Declining sperm counts will have consequences.
Mother Nature only wants one thing from a man: for him to produce sperm and deposit it in a fertile woman. The man as a business. And the sperm as a dividend that is released two to three times a week, normally 50-500 million at a time.
Nature needs abundance: below 40 million, reproduction begins to struggle.
Sperm cells were first seen by cloth merchant Anthony van Leuwenhoek in Delft.
He had invented a very primitive microscope. That was 350 years ago.
He regarded the sperm cells as little animals, each containing a preformed human being.
They have been counted like blood cells for 150 years. The count is not an opinion, but a measurement result that cannot be changed, only interpreted.
In 1992, the first report came from Denmark about a dramatic decline in sperm counts since around 1950. After scepticism, the findings were confirmed in Western countries.
In 2017, a survey showed a decline of around one per cent per year to less than half. The male sex hormone testosterone is falling in parallel. Involuntarly childless couples are becoming more frequent.
As a result, male fertility will decline from around 2045. Devastating for any old-age pension. Without a reversal of the trend, the only option is to hope for the retort or fertile southern migrants.
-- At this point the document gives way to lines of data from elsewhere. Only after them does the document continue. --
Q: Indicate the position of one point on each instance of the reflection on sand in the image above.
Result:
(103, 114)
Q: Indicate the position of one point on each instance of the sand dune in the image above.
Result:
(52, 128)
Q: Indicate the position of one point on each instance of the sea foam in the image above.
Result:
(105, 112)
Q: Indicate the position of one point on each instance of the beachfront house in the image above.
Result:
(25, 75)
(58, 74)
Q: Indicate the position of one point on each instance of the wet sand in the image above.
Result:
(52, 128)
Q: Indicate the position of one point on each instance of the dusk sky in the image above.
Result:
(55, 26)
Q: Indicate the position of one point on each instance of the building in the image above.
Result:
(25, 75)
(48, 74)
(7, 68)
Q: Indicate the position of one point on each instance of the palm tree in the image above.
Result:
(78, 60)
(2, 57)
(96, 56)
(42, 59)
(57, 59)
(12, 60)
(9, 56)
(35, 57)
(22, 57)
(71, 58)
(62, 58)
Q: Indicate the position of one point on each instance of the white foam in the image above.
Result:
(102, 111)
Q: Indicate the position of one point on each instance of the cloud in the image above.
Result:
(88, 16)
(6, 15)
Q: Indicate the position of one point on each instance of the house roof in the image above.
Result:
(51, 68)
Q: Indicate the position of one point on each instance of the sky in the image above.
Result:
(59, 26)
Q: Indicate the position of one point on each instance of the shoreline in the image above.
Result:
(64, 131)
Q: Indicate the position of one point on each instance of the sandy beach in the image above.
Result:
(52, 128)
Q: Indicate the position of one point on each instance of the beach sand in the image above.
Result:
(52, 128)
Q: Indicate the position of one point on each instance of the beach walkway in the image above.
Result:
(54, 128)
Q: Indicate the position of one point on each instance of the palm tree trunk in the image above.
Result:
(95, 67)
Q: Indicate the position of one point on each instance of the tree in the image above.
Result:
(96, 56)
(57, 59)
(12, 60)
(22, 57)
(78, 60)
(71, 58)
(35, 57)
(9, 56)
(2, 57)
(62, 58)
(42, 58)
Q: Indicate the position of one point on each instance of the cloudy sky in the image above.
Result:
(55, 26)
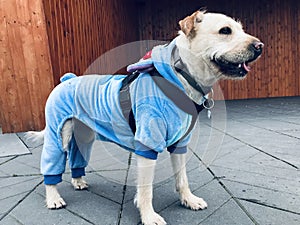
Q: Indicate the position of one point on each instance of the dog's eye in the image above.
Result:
(225, 30)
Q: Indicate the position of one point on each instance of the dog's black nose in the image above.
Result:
(257, 47)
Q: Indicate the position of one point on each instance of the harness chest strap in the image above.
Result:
(179, 98)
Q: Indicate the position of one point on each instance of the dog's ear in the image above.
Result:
(188, 24)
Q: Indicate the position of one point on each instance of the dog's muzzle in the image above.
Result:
(239, 67)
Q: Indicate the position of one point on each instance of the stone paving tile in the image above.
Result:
(225, 216)
(264, 196)
(270, 216)
(212, 193)
(32, 211)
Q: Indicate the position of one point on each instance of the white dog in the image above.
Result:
(209, 47)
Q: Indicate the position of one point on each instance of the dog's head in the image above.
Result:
(220, 44)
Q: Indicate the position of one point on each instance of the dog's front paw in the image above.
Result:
(53, 199)
(152, 218)
(193, 202)
(79, 184)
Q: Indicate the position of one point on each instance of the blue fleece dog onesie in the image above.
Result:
(94, 100)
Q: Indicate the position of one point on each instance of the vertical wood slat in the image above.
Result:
(24, 61)
(81, 31)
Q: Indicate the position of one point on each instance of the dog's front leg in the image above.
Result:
(144, 194)
(53, 199)
(182, 186)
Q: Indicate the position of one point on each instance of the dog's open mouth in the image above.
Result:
(233, 69)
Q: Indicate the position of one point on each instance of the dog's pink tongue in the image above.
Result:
(246, 67)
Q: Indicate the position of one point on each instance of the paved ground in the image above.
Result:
(252, 177)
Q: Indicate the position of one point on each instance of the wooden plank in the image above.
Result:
(22, 68)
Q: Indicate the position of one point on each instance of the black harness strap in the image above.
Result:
(177, 96)
(125, 100)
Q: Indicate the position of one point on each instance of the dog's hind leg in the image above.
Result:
(182, 186)
(79, 152)
(143, 199)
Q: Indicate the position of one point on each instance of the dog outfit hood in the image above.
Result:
(160, 58)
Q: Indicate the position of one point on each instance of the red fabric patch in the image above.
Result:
(148, 55)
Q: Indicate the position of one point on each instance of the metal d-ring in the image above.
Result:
(209, 103)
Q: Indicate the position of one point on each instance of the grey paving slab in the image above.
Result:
(270, 216)
(11, 145)
(32, 211)
(212, 193)
(224, 216)
(257, 179)
(264, 196)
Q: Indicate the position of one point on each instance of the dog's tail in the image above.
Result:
(35, 136)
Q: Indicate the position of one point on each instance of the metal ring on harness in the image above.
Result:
(209, 103)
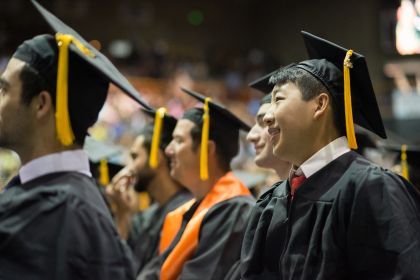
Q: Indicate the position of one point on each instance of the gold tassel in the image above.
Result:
(351, 136)
(157, 131)
(144, 201)
(404, 165)
(204, 168)
(103, 172)
(64, 130)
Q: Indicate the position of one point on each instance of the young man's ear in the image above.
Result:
(42, 104)
(162, 160)
(321, 104)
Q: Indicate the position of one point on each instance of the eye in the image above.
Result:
(278, 98)
(133, 155)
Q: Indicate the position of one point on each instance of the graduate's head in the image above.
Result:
(142, 149)
(63, 82)
(308, 109)
(86, 89)
(193, 154)
(258, 135)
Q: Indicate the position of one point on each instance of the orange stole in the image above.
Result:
(227, 187)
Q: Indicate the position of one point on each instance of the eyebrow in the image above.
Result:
(4, 83)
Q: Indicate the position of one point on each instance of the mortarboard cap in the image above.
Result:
(105, 159)
(341, 70)
(77, 72)
(217, 123)
(263, 85)
(163, 127)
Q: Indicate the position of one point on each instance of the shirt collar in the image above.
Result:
(74, 160)
(321, 158)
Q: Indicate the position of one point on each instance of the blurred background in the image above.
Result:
(218, 47)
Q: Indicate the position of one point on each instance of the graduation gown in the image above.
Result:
(219, 245)
(146, 226)
(57, 226)
(350, 220)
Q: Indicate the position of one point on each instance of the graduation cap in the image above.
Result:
(249, 178)
(217, 123)
(408, 158)
(164, 125)
(405, 140)
(329, 63)
(263, 85)
(77, 72)
(105, 159)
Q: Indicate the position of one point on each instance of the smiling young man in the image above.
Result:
(142, 229)
(338, 216)
(54, 224)
(259, 137)
(202, 238)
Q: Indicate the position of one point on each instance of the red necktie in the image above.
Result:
(296, 182)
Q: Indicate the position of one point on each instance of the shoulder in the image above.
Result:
(238, 205)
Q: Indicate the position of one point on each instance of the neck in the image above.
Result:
(162, 188)
(30, 153)
(282, 169)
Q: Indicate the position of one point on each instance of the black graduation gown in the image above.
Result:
(58, 227)
(220, 240)
(350, 220)
(145, 230)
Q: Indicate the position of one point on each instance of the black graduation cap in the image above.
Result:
(78, 73)
(163, 127)
(217, 122)
(264, 86)
(329, 63)
(404, 140)
(105, 159)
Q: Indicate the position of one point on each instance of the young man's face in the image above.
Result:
(184, 159)
(259, 137)
(290, 120)
(15, 116)
(139, 164)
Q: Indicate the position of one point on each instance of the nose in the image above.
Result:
(269, 116)
(169, 151)
(253, 134)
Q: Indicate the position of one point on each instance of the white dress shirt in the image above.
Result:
(321, 158)
(73, 160)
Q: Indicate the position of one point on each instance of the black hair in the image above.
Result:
(310, 87)
(226, 138)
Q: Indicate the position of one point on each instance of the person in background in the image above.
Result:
(259, 137)
(54, 224)
(142, 229)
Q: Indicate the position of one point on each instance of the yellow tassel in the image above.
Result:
(351, 136)
(404, 165)
(204, 168)
(64, 131)
(103, 172)
(144, 201)
(157, 131)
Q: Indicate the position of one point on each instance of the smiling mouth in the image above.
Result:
(273, 131)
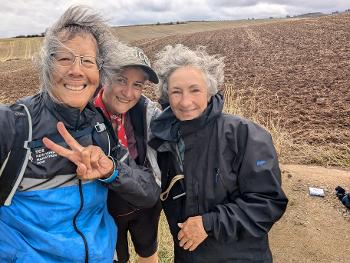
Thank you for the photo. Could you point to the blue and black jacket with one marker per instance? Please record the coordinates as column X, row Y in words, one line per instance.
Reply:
column 53, row 216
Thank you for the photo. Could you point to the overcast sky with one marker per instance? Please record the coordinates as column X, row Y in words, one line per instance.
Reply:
column 23, row 17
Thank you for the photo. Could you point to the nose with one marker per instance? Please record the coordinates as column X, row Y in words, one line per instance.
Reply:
column 76, row 68
column 128, row 91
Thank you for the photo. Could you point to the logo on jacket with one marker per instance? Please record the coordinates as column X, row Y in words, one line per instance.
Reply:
column 260, row 163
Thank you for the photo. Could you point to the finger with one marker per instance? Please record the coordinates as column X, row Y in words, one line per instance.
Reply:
column 57, row 148
column 95, row 157
column 182, row 242
column 188, row 244
column 180, row 235
column 86, row 158
column 193, row 246
column 71, row 142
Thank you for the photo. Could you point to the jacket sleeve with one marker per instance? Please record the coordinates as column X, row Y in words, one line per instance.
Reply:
column 261, row 201
column 135, row 184
column 7, row 132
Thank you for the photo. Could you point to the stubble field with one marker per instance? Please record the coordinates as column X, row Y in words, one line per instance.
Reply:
column 292, row 76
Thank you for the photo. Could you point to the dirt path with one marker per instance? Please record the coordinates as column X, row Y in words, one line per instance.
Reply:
column 313, row 229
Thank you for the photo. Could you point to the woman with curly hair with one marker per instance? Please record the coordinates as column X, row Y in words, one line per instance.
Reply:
column 221, row 182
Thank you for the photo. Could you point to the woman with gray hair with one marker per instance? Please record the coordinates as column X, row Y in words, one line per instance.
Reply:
column 53, row 185
column 220, row 176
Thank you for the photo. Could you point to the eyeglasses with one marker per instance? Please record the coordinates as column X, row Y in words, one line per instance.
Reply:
column 67, row 59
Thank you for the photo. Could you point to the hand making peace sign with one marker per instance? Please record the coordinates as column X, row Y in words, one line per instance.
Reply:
column 91, row 161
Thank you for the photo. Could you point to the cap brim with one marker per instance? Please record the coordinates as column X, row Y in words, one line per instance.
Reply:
column 152, row 75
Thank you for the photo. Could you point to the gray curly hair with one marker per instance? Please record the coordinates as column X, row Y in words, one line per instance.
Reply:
column 173, row 57
column 76, row 20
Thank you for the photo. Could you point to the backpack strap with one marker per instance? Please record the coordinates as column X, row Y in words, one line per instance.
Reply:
column 16, row 162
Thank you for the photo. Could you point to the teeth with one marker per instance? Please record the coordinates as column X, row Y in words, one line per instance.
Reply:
column 123, row 100
column 75, row 88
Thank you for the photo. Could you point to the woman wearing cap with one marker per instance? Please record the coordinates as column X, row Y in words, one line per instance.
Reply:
column 55, row 208
column 220, row 178
column 130, row 114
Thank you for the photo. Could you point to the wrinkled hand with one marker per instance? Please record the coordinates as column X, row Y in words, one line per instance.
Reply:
column 192, row 233
column 91, row 161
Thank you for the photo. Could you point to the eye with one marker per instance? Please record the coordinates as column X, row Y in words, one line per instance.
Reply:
column 139, row 85
column 121, row 81
column 63, row 57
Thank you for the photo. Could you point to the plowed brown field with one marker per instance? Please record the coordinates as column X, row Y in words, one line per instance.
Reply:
column 299, row 72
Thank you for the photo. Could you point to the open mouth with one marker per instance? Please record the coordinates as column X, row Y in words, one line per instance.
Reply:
column 75, row 87
column 123, row 100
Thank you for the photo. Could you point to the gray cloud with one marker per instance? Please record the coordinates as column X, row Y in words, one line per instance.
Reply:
column 20, row 17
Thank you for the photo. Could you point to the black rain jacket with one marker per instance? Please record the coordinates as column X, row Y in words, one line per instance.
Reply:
column 231, row 178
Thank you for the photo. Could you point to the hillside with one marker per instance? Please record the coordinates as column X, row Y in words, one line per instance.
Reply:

But in 2022, the latest findings show an accelerated decline to 2 per cent per year. Also in Asia, Africa and South America. No trend reversal. Reproduction problems even before 2045.And little hope for fertile southern migrants.
There is a lot of talk about old age pensions in many media. but the decline in sperm count has gone largely unmentioned in this context.
As for causes the falling testosterone levels hint to hormone imbalance. There is a lot of evidence to blame the plasticisers in plastic. They distort hormone effects, and we ingest them through milk bottles and yoghurt pots, among other things. I elaborated on this here: Sperm Loss by Castration in the Womb - by Lukas Fierz (substack.com)
The French parliament has just banned many of these chemicals. And the parliaments of other countries?
Yes I know, probably they are doing nothing as always. Not so bad in view of overpopulation. So we could go back to business as usual, as with bees, other insects and songbirds.
Nevertheless, there are some questions that keep me going. But this is perhaps for another time.